England finally emerging from one-day shadows
From a distance, it has looked like a dreary month in South Africa. Being confined to barracks by the rain in grim places such as East London, as the England players have lately, once reduced a cricket correspondent of my acquaintance to ripping his telephone out of the wall socket and hurling it into the swimming pool below.
When asked by the concerned local tourist board whether it could be of any help, he was heard to shout, “Yes, you can get me a one-way ticket out of here!”
Not much fun, then, for those following the jamboree, but, for England, at least the opening salvoes of this tour have given them a much-needed boost in one-day cricket.

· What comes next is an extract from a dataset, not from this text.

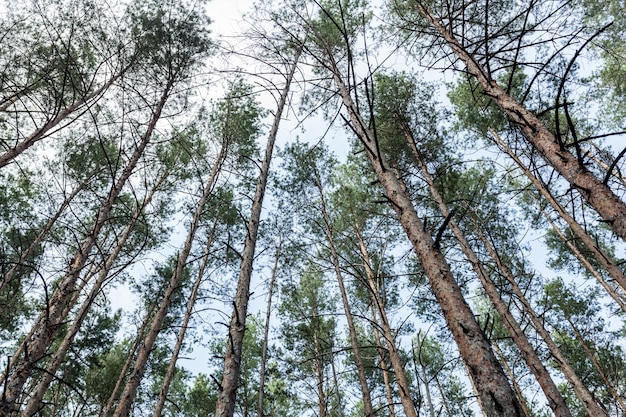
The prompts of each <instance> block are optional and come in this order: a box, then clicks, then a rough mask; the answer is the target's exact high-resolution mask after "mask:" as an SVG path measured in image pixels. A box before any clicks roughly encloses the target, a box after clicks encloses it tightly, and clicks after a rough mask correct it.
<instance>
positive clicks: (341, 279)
mask: <svg viewBox="0 0 626 417" xmlns="http://www.w3.org/2000/svg"><path fill="white" fill-rule="evenodd" d="M315 176H316V178H315V183H316V186H317V189H318V191H319V196H320V203H321V205H322V207H321V208H322V217H323V219H324V229H325V231H326V239H327V241H328V246H329V247H330V254H331V258H332V263H333V268H334V269H335V276H336V278H337V285H338V286H339V293H340V294H341V301H342V302H343V311H344V313H345V315H346V321H347V324H348V332H349V333H350V344H351V347H352V353H353V354H354V365H355V366H356V370H357V374H358V378H359V385H360V386H361V394H362V397H363V408H364V411H365V416H366V417H374V408H373V407H372V398H371V395H370V389H369V387H368V386H367V377H366V376H365V367H364V366H363V360H362V359H361V352H360V350H361V349H360V348H359V341H358V339H357V334H356V328H355V327H354V319H353V317H352V312H351V311H350V301H349V300H348V294H347V293H346V288H345V286H344V285H343V276H342V273H341V266H340V265H339V255H338V254H337V250H336V249H335V241H334V239H333V233H332V227H331V224H330V218H329V217H328V212H327V211H326V201H325V200H324V192H323V190H322V184H321V182H320V179H319V175H318V173H317V171H316V172H315Z"/></svg>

The gloss of becoming only the second team to win a bilateral series in South Africa was diminished slightly by the unsatisfactory nature of it: the washed-out games in Johannesburg and Durban, which reduced the five-match series to the best of three, and the endless hours to kill between the rain and spaced-out games that, to have been productively spent, would have stretched the imagination of even the most enterprising management team.
With England and one-day cricket, though, any success is worth celebrating.
It is with the management team that we must start, because Andrew Strauss and Andy Flower, captain and team manager respectively, have wrought, arguably, an even bigger improvement in England’s one-day fortunes since the drubbing by Australia than they did with the Test side after the debacle in Jamaica — a performance that led to a great deal of soul-searching and, thereafter, to greater honesty. An Ashes victory was the end game of that change in attitude; a World Cup showing better than any since 1992 now their aim in the limited-overs game.